- Official name: Governor Evelio B. Javier Day
- Observed by: Five provinces: all of Panay Island and Guimaras
- Significance: Marks the day in 1986 that Gov. Javier was assassinated, which led in part to the successful People Power Revolution later that month.
- Date: February 11
- Next time: 11 February 2026
- Frequency: annual
- First time: 1992
- Related to: EDSA Revolution Anniversary

= Evelio Javier Day =

Public holiday in the Philippines

Evelio Javier Day, officially Governor Evelio B. Javier Day, is a special non-working public holiday in the Philippines to "commemorate the death anniversary of the late Governor Evelio B. Javier" in the four provinces that comprise Panay Island, the Philippines, specifically Antique, Capiz, Aklan, and Iloilo. It has been a holiday on Panay Island every year since 1987.

Evelio Javier was a politician who was assassinated in the closing days of Ferdinand Marcos's presidency. A staunch supporter of then-presidential candidate Corazon Aquino, he was shot on February 11, 1986, four days after the Snap Elections of 1986 were held but while the counting was continuing.

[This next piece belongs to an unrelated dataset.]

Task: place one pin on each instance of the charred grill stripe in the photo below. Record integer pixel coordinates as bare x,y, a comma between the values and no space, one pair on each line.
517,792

The assassination of Evelio Javier helped lead to Marcos's fall from power during the People Power Revolution, His assassination is seen as a tipping point in Marcos's fall.

Javier was killed in Freedom Park in San Jose, Antique allegedly under orders from former Assemblyman and Marcos ally Arturo Pacificador but Pacificador was acquitted of charges in 2004. Today Freedom Park is the center of Javier Day celebrations.